Columns > WC-papier

WC-papier

Toen in 1972 onderwijzers in een klas met 37 leerlingen ongestraft rookten, was er ook weinig mis met een pakje sigaretten aan zo’n onderwijzer cadeau geven.

Op de laatste dag van de lagere school was het tijd om meneer Van Muijen een cadeau te geven. Van Muijen of Vermuijen, dat mag ik kwijt zijn. Mijn moeder besloot dat het een pakje sigaretten werd, want die lagen op voorraad thuis. Mijn vader kocht ze per slof. Elke zaterdag.
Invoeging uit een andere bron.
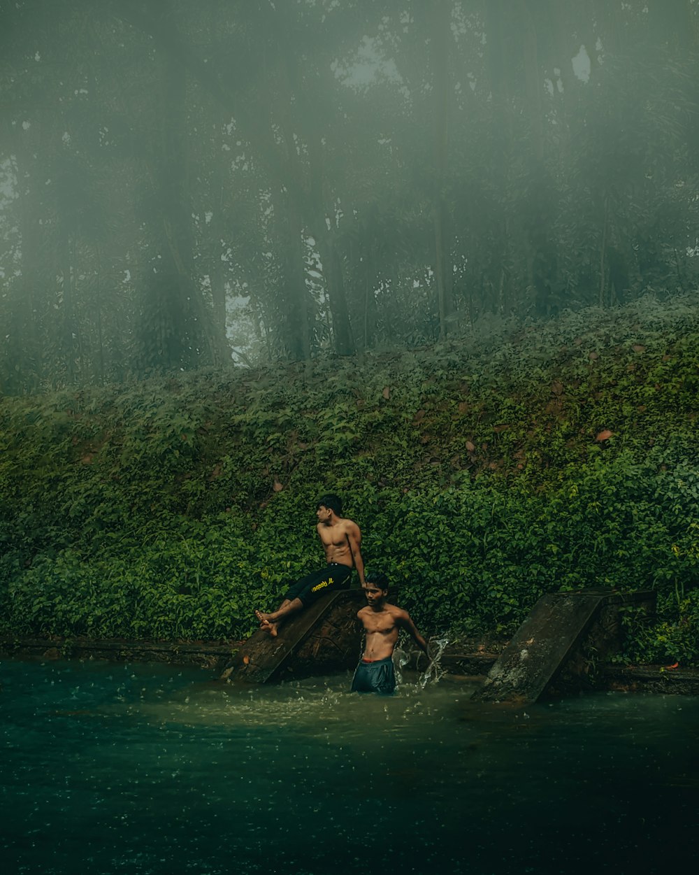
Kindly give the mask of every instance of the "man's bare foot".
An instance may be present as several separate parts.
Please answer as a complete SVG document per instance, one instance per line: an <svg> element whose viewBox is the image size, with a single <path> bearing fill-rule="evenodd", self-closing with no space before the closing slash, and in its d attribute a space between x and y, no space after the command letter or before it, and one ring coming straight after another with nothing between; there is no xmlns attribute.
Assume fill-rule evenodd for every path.
<svg viewBox="0 0 699 875"><path fill-rule="evenodd" d="M262 613L262 611L255 611L255 616L260 620L260 628L271 635L272 638L276 638L277 635L277 624L273 623L269 620L269 613Z"/></svg>

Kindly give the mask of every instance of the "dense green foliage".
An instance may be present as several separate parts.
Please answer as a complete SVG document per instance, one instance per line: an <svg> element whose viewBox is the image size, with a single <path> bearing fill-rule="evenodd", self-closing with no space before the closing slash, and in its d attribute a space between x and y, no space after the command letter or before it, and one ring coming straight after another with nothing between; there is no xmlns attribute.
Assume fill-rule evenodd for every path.
<svg viewBox="0 0 699 875"><path fill-rule="evenodd" d="M413 353L3 398L3 631L237 638L339 493L425 632L652 587L630 660L699 662L699 300Z"/></svg>

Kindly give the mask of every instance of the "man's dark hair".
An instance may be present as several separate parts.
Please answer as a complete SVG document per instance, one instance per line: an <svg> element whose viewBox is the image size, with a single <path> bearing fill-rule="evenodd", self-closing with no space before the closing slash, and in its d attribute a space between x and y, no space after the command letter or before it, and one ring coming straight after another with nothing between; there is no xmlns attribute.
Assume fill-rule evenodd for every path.
<svg viewBox="0 0 699 875"><path fill-rule="evenodd" d="M364 571L364 579L367 584L374 584L377 590L388 590L388 578L381 571L377 571L375 574L373 571Z"/></svg>
<svg viewBox="0 0 699 875"><path fill-rule="evenodd" d="M327 495L321 495L318 500L316 510L321 506L327 508L328 510L333 510L338 516L342 516L342 499L339 495L333 495L332 493L328 493Z"/></svg>

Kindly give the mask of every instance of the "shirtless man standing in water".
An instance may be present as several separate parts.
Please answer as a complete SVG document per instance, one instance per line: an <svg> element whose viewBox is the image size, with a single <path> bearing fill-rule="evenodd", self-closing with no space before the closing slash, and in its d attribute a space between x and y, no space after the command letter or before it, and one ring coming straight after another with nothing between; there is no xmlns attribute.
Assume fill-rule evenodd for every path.
<svg viewBox="0 0 699 875"><path fill-rule="evenodd" d="M255 611L260 628L276 636L279 625L290 614L312 605L325 592L346 589L356 568L364 585L364 562L361 558L361 532L356 522L342 515L342 500L337 495L324 495L316 509L318 537L325 551L327 565L302 578L287 590L284 600L272 613Z"/></svg>
<svg viewBox="0 0 699 875"><path fill-rule="evenodd" d="M364 654L352 680L352 691L388 695L395 690L393 652L400 630L405 629L429 659L427 641L407 611L386 601L388 582L385 575L370 574L364 592L367 606L357 612L364 626Z"/></svg>

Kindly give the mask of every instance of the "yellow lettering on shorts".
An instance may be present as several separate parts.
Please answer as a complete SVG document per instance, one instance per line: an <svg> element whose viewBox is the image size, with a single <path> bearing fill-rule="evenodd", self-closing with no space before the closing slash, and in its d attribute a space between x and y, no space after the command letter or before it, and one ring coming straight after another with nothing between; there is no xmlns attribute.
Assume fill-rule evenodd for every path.
<svg viewBox="0 0 699 875"><path fill-rule="evenodd" d="M327 580L321 580L320 583L318 584L316 586L311 586L311 592L318 592L318 590L322 590L325 586L330 586L330 584L333 584L334 582L335 581L332 579L332 578L328 578Z"/></svg>

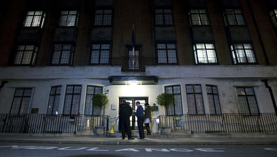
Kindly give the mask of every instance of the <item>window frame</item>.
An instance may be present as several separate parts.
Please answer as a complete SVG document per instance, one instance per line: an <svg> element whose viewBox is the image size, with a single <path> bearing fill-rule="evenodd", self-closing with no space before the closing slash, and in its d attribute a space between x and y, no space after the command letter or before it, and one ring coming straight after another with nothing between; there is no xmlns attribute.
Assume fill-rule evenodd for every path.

Caballero meestal. Soms Camel. Camel was leuk – er stond een dromedaris op, nog steeds naar het schijnt. Op een voorpoot van het beest is in de haren Manneke Pis te herkennen.

Meneer Van Muijen of Vermuijen of Van Muien kreeg een pakje sigaretten. ‘Moet het ingepakt?’, vroeg mijn moeder die ochtend. Dat leek me wel. Een niet ingepakt cadeau is geen cadeau, maar een pakje sigaretten.

Wij hadden thuis meer pakjes sigaretten dan cadeaupapier. Een rolletje sinterklaaspapier, dat was alles wat moeder vond. Ze besloot dat wc-papier minder gek was dan sintpapier.

Een jaar of zes eerder had ze op Koninginnedag ooit mijn fiets versierd met wc-papier. Ik was het enige kind in de fietsoptocht dat bij voorbaat wist dat de prijs voor fraaist versierde fiets aan zijn neus voorbij zou gaan.

 

Om half negen waren de meisjes er als eersten bij op het schoolplein. Ze stonden in de rij om hun presentjes aan meneer Van der Muiden of Muiden te overhandigen. Rood papier met gele bloemen zag ik. Effen groen. Blauw met cirkeltjes in allerlei kleuren. Zelfs pakpapier met een strik eromheen van met schaar gestreken krullen.

Ik voelde in mijn jaszak. Mijn nagels krasten nerveus over het wc-papier. ‘Tjonge, wat zou daar nou inzitten’, grapte meneer Van Muien toen hij van een klasgenoot een flesje bier aannam, gewikkeld in kleurrijk papier. ‘Daar ga ik dit weekeinde eens lekker van genieten.’

 

Of meneer Vermuil blij was met de sigaretten, wilde mijn moeder weten toen ik na het ochtendprogramma thuis kwam voor een boterham. ‘Ik geef het vanmiddag’, zei ik. ‘Niet vergeten’, zei moeder.

Onderweg naar school voelde ik onafgebroken in mijn jaszak. Zou de meneer wel eens vaker een cadeautje hebben gekregen dat was verpakt in wc-papier? Vast wel. Of nee, natuurlijk niet. Of wel. En zou het hem uitmaken? Nee, wat doet het er toe? Veel. Of nee, niks. Toch wel. Of niet.

In de kleine pauze moest het dan maar gebeuren. Meneer Muiderslot had pauzedienst en wandelde heen en weer over de speelplaats. ‘Meneer, dit moest ik aan u geven. Van mijn moeder.’ Stomme tekst. Ik kneep nerveus in het pakje in mijn jaszak. ‘En dank u wel. Voor het jaar’, herstelde ik en reikte het pakje aan.

Hij nam het aan, keek naar het pakje en naar hoe flarden wc-papier wapperden in de wind. Manneke Pis had zich ontdaan van het papier. ‘Kijk eens aan’, zei de meneer.

‘Het is wc-papier’, hoorde ik mezelf zeggen. ‘O’, zei de meneer. ‘Ik dacht dat het een pakje sigaretten was.’ En daarna: ‘Daar ga ik straks in de les eens lekker van genieten’.